La sensación de bienestar que ocupa cada rincón de tu cuerpo se refleja en tu cara: los músculos se distienden, como por arte de bisturí desaparecen los surcos de una frente antes presionada por pensamientos sombríos, vuelve a las mejillas un rubor saludable y en los ojos brilla la limpieza y la alegría de las miradas reconciliadas, los labios han olvidado el rictus triste o la carcajada inquieta y esbozan la sonrisa amable del sereno placer de vivir. A tu alrededor, el mundo es hermoso: el sol acaricia sin peligro, el aire contaminado vuelve a ser brisa deliciosa, los árboles resurgen de sus cenizas, reaparecen los pájaros y el mar, las ciudades se extienden como espacios generosos de historia y de futuro. Descubres que los demás son guapos y simpáticos, que eran buenos o tenían disculpa, comprendes su desgracia o su confusión, te vuelves compasivo y paciente, admiras su extraordinaria y feliz naturaleza.

Una de dos: o estás enamorado o te has metido un éxtasis. Según la ley vigente, todas las sensaciones anteriormente descritas son aceptables sólo si no ha habido voluntad por parte del individuo: uno no es culpable de enamorarse pero sí de drogarse.

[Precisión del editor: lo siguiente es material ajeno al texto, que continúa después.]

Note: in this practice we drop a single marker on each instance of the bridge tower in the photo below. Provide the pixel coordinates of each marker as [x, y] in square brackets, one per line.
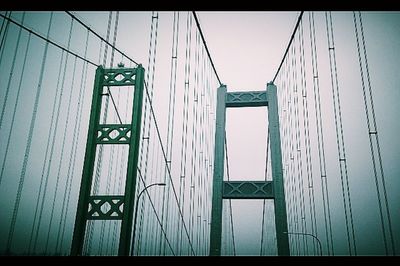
[120, 207]
[248, 189]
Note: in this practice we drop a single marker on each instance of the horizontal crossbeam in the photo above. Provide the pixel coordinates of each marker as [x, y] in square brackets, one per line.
[113, 134]
[248, 190]
[105, 208]
[246, 99]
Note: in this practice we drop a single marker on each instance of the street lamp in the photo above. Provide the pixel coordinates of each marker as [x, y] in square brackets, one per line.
[306, 234]
[137, 205]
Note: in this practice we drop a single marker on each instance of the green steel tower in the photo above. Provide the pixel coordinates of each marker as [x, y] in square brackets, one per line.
[120, 206]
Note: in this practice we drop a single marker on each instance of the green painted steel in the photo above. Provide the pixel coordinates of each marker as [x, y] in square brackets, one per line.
[248, 190]
[277, 172]
[130, 184]
[246, 99]
[102, 134]
[216, 211]
[87, 173]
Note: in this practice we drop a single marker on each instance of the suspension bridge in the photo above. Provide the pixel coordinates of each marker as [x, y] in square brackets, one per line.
[140, 150]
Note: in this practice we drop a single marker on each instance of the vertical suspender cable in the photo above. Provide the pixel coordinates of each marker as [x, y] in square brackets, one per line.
[340, 139]
[28, 144]
[373, 134]
[320, 138]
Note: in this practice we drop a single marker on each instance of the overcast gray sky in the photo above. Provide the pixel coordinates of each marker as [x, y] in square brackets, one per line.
[246, 48]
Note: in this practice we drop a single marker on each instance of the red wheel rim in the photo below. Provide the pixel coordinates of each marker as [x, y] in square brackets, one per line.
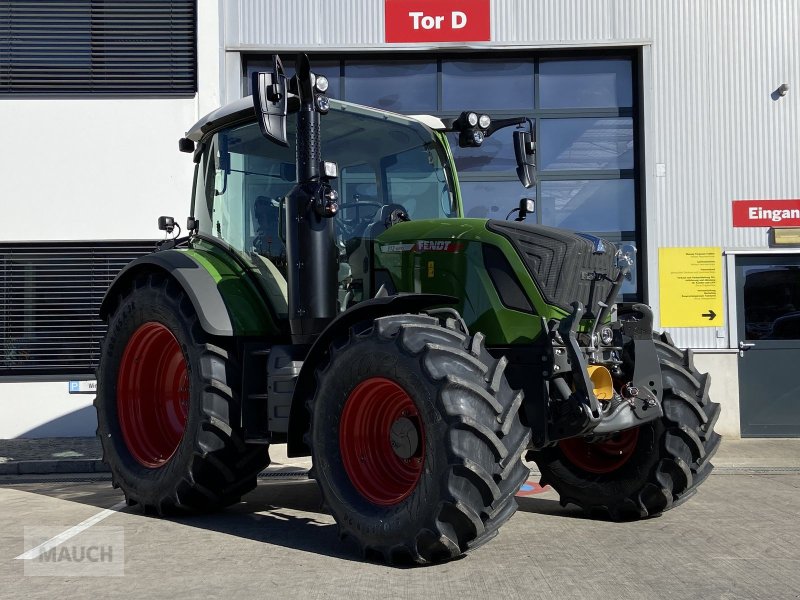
[601, 457]
[382, 473]
[153, 394]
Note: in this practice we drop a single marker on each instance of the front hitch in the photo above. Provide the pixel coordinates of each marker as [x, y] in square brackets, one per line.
[579, 412]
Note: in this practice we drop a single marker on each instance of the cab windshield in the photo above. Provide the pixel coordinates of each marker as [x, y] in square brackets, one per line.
[383, 160]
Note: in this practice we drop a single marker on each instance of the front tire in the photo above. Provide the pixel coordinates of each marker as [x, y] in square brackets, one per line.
[647, 470]
[416, 440]
[168, 405]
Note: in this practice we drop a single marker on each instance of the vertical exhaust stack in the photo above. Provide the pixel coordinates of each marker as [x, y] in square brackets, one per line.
[310, 239]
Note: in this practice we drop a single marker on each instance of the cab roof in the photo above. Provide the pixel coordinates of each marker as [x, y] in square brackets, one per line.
[242, 109]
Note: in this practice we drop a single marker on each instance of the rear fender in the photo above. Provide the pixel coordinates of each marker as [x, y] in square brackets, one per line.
[369, 310]
[196, 281]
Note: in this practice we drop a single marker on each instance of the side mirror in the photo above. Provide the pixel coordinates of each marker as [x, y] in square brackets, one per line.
[525, 151]
[270, 101]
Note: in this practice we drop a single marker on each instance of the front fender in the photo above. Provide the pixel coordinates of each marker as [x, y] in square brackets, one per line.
[196, 281]
[369, 310]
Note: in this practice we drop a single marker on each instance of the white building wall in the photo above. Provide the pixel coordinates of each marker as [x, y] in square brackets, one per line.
[95, 169]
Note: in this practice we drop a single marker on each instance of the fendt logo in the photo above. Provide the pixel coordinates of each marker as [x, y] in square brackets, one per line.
[766, 213]
[423, 246]
[437, 21]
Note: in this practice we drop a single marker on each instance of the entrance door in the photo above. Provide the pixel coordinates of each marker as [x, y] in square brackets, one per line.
[768, 317]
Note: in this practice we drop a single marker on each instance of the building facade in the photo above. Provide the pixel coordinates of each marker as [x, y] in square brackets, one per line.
[655, 122]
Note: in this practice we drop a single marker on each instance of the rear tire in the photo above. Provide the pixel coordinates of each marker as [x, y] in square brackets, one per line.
[168, 405]
[448, 482]
[647, 470]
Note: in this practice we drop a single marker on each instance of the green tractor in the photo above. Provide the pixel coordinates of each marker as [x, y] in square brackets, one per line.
[347, 309]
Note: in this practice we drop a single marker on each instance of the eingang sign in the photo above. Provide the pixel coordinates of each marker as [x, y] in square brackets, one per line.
[419, 21]
[766, 213]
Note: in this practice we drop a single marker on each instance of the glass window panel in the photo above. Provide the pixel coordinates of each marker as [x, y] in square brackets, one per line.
[492, 199]
[585, 83]
[592, 205]
[487, 85]
[496, 154]
[586, 143]
[400, 86]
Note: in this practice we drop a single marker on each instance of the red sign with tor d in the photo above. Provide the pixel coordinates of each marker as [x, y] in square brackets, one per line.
[415, 21]
[766, 213]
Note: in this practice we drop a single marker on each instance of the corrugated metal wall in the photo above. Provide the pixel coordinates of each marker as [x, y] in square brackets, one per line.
[710, 67]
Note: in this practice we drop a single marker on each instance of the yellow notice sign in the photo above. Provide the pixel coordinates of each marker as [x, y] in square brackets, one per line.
[690, 281]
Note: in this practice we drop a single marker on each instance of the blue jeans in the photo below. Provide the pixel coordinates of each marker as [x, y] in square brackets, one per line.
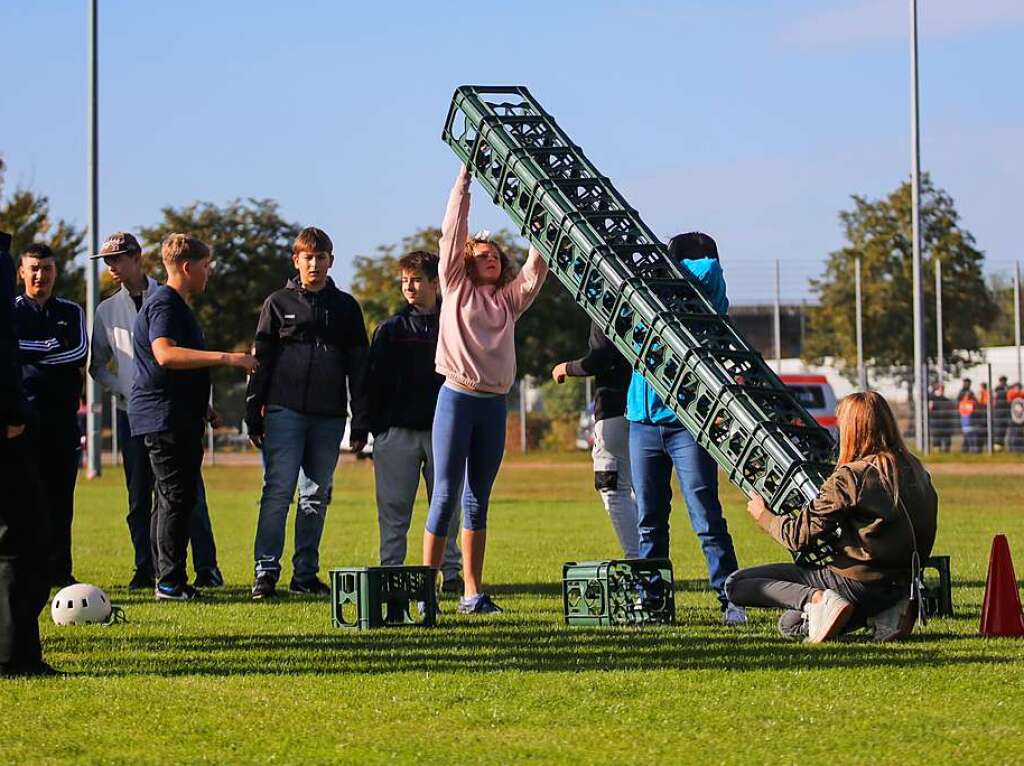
[468, 440]
[297, 449]
[654, 451]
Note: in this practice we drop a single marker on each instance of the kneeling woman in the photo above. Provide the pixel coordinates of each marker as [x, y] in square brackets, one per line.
[481, 298]
[877, 511]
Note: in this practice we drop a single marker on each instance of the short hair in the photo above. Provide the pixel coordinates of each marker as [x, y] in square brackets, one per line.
[178, 248]
[312, 240]
[420, 260]
[692, 246]
[38, 250]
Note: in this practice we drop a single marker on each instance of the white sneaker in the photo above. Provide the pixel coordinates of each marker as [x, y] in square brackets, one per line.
[733, 614]
[895, 623]
[825, 619]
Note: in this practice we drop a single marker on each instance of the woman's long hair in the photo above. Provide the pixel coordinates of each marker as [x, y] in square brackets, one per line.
[867, 430]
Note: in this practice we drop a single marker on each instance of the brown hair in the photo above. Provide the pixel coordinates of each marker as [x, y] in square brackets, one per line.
[37, 250]
[179, 248]
[420, 260]
[867, 430]
[312, 240]
[507, 273]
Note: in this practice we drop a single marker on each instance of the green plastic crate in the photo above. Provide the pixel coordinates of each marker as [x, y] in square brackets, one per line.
[619, 592]
[364, 597]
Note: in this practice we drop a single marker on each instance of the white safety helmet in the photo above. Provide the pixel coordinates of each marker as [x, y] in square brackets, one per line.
[81, 604]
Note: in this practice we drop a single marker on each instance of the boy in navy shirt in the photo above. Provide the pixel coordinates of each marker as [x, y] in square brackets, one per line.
[169, 403]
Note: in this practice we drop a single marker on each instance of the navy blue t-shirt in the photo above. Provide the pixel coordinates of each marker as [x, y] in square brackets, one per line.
[166, 399]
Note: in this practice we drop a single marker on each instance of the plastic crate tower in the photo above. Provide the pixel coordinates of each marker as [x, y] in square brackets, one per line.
[622, 275]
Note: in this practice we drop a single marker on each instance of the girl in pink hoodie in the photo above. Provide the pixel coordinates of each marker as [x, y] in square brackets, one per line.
[481, 300]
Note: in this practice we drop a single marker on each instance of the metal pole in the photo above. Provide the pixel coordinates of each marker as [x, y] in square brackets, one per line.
[861, 372]
[1017, 316]
[94, 406]
[988, 411]
[920, 374]
[778, 323]
[522, 414]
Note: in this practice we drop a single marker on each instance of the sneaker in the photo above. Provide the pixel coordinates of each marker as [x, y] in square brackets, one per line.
[208, 579]
[733, 615]
[893, 624]
[478, 604]
[264, 587]
[826, 619]
[141, 581]
[454, 585]
[166, 592]
[312, 587]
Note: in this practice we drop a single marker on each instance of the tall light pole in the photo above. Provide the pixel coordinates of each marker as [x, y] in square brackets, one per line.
[93, 400]
[920, 375]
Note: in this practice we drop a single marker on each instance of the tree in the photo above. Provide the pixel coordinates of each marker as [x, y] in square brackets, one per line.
[27, 217]
[553, 330]
[879, 231]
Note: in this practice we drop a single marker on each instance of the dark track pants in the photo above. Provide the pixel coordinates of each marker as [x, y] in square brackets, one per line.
[25, 581]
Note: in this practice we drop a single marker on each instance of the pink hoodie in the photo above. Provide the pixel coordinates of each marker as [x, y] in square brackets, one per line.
[476, 344]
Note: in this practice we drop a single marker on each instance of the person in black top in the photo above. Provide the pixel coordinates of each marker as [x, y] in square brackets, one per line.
[611, 433]
[309, 342]
[25, 583]
[52, 345]
[402, 388]
[169, 403]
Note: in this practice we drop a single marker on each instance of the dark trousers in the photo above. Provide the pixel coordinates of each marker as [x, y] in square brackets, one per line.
[138, 477]
[176, 458]
[25, 583]
[56, 447]
[791, 586]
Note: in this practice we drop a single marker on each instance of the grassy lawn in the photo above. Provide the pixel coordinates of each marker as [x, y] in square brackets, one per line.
[229, 681]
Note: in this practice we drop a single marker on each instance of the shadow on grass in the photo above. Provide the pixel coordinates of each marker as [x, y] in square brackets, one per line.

Según Harold Bloom, el más eminente crítico literario de nuestro tiempo, autor de El canon occidental y del reciente Shakespeare. La invención de lo humano, los sentimientos que consideramos consustanciales a nuestra naturaleza, entre los que el amor reina de forma indiscutible, no serían hoy lo que son si no se los hubiera inventado Shakespeare. Según Antonio Escohotado, el más eminente especialista en drogas de nuestro país, autor de una imponente Historia General de las Drogas, el éxtasis 'derriba sin dificultades los obstáculos psicológicos y culturales a la comunicación entre individuos (...) y tiende a evocar disposiciones de amor y benevolencia'. Al hilo de ambas versiones sobre el pathos, se nos presenta, pues, un dilema de carácter jurídico: o se prohibe Shakespeare o se legaliza el éxtasis. Porque considerar que la felicidad y la empatía sólo son legítimas sin una intervención consciente del sujeto apela directamente a la esencia misma del ser social: se acepta como 'natural' lo que supuestamente escapa al análisis de la razón (enamorarse); se tacha de 'artificial', y se condena, lo que es producto del libre albedrío y del conocimiento (drogarse). Gran contradicción en el sistema de pensamiento que rige las sociedades de Occidente desde hace, por lo menos, tres siglos.

Hace falta que mueran dos jóvenes de golpe y otros veinte resulten intoxicados, como ha sucedido en la nave de Málaga, para que la atención se centre sobre el asunto de las drogas. Pero el asunto de las drogas es su ilegalidad. Porque a estos jóvenes no les ha sucedido (como declaraba un allegado) que les hayan metido droga en la bebida, sino que les han metido veneno en la droga que ellos se metieron, lo que es diferente y es producto de la falta de control sobre las sustancias que se consumen; o que han consumido más de la dosis propicia, lo que es producto de la falta de información y educación al respecto. Las drogas se consumen, legales o ilegales, y no sólo por jóvenes. El alcohol, muy publicitado, ha matado en España a un número de personas muy superior a las diez que han muerto por éxtasis; los coches, muy publicitados, son una plaga letal; un porcentaje elevadísimo de la población está enganchada a los productos de la rica industria farmacéutica; los alimentos que superan nuestros controles sanitarios llevan conservantes perjudiciales para la salud, cuando no son transgénicos o producto de la tortura; la televisión y la publicidad envenenan el espíritu.

Aparte del respeto que la ley debe a la libertad del individuo, respeto que en la actualidad falta, si las drogas fueran legales sólo estarían sujetas al pillaje oficial; algo es algo: al menos conoces la cara de tu enemigo y puedes hacerte una idea de tu margen de riesgo. Siendo ilegales, estás en manos de un más amplio e inclasificable crisol de pillos, y te metes caballo, o ralladura de ladrillo, cuando quieres meterte MDMA. Si, además, los sistemas educativos, que tanto se dice que preocupan, fueran inteligentes y atractivos e incluyeran en sus programas la lectura de Harold Bloom y de Antonio Escohotado, los jóvenes saldrían del colegio sabiendo quién es Shakespeare, qué es el éxtasis, por qué se enamoran, cómo pueden inducir sus legítimos sentimientos de felicidad.